Monday, October 26, 2009

Whatever goes up...

Long-term readers may well remember that a couple of years ago, I solved the problem of short draws in chess. And now today, I'm going to put an end to the problem of rating inflation and deflation.

Or should I say, problems. After all, even if there is general agreement that FIDE's Elo system inflates - all these new 2700 players can't be that strong - there is more than one issue. Firstly, even club players with good memories can obtain a theoretically stronger and deeper repertoire than that which, say, Bobby Fischer ever mastered. How then are we meant to compare an "average" GM who plays Rybka-perfect lines for twenty moves with such kings of the past? But at the other end of the game, the abolishing of adjournments means endgames are played worse nowadays than, say, in the 1980s, something not at all factored into ratings. Another question mark: why is it that whenever a super-elite player such as Ivanchuk plays in a tournament a few categories below the top tier, they suddenly produce a 2900 performance? Could it be that the top few players - those never outside the top ten, say - actually have deflated ratings, thanks to playing each other so often? Deflated at least relative to the rest of the list, if not to the past?

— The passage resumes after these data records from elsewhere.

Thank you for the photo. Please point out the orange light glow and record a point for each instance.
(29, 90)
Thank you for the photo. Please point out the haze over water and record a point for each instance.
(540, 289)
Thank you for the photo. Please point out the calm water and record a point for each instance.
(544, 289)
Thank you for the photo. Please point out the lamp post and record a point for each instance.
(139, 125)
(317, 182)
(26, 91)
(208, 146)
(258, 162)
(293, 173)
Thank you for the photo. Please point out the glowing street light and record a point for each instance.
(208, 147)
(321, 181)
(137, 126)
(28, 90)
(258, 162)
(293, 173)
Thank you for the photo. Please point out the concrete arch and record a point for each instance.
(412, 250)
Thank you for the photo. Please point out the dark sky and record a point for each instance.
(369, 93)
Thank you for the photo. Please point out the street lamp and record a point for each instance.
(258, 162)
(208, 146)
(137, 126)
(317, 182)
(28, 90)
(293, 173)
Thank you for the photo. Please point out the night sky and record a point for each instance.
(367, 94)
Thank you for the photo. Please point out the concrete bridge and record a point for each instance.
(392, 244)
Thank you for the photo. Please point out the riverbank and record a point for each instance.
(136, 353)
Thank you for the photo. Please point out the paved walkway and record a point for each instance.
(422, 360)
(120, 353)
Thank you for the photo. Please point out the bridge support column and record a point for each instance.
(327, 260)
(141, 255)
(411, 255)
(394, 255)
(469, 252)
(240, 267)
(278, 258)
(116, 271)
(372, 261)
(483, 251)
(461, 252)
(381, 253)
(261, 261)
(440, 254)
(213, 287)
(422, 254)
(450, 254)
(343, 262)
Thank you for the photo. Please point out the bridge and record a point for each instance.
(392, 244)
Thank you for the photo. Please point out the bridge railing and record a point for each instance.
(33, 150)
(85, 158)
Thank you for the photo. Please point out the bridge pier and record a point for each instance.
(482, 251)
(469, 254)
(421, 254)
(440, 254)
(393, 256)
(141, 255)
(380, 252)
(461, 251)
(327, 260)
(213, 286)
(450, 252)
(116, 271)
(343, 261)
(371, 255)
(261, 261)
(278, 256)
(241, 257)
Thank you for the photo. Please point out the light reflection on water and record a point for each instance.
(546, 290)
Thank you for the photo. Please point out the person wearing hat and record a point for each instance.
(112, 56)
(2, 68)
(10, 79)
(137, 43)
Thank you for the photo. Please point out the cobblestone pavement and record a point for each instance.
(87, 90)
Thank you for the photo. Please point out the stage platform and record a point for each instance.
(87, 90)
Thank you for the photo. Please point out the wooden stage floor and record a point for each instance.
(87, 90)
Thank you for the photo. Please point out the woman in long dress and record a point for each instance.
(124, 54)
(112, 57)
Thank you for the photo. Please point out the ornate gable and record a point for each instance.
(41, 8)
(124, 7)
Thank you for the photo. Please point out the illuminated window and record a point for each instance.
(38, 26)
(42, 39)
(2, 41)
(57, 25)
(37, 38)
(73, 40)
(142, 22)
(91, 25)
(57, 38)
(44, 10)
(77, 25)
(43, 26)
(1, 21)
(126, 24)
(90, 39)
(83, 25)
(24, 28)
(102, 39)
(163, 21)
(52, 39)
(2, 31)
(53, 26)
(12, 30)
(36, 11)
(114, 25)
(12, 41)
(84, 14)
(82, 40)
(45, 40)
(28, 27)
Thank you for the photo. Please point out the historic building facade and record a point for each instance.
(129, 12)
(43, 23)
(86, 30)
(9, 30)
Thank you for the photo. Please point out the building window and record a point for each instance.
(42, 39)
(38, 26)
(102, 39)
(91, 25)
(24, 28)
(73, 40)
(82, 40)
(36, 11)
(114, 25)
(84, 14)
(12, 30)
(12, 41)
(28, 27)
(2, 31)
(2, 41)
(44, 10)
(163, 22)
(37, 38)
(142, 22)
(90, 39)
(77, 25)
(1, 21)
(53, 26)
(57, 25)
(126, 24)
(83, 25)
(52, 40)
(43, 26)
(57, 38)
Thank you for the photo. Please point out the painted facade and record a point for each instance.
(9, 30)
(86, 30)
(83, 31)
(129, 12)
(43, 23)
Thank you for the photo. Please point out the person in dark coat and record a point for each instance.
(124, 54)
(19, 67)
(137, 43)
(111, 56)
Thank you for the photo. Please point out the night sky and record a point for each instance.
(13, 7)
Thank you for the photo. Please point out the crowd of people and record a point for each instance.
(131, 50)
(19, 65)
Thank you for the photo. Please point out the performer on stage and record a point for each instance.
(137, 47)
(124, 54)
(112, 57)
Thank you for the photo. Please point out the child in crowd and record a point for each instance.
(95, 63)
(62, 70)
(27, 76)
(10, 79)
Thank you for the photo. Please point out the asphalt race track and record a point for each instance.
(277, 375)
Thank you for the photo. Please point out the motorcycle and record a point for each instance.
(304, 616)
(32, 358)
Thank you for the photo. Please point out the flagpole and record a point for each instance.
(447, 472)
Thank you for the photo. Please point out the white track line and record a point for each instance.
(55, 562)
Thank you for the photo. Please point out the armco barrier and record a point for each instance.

And then there's the ECF system, which was found to be subject to deflation due to rapidly-rising juniors. A retrospective adjustment of all grades has since been made, and furthermore the ECF have tried to prevent the problem from occurring again by an adding an increment to each junior grade. 10 extra points for anyone under 10 years old each, 5 for anyone aged between 10 and 17. Crude fudge or satisfactory solution? We do not currently know, but at the very least this system ignores the deflationary effects of both juniors who aren't improving, and adults who are.

And what, then, is my solution? It's simple. All we need to do is find a player whose standard never changes: someone who plays at exactly the same level year on year, game on game, move on move. First, we find out what their rating is one year; second, we fix their grade at that point for eternity. Then finally we just measure other players against this one player, anchoring the entire system around this one solid point, changing all other grades as and when any inflation or deflation becomes apparent. (Indeed, different ratings might be adjusted differently.) Now, who could such a thoroughly consistent player be? Why, the answer is obvious. We need a computer programme that is never updated and always plays on the same hardware, and that's it. Problem solved.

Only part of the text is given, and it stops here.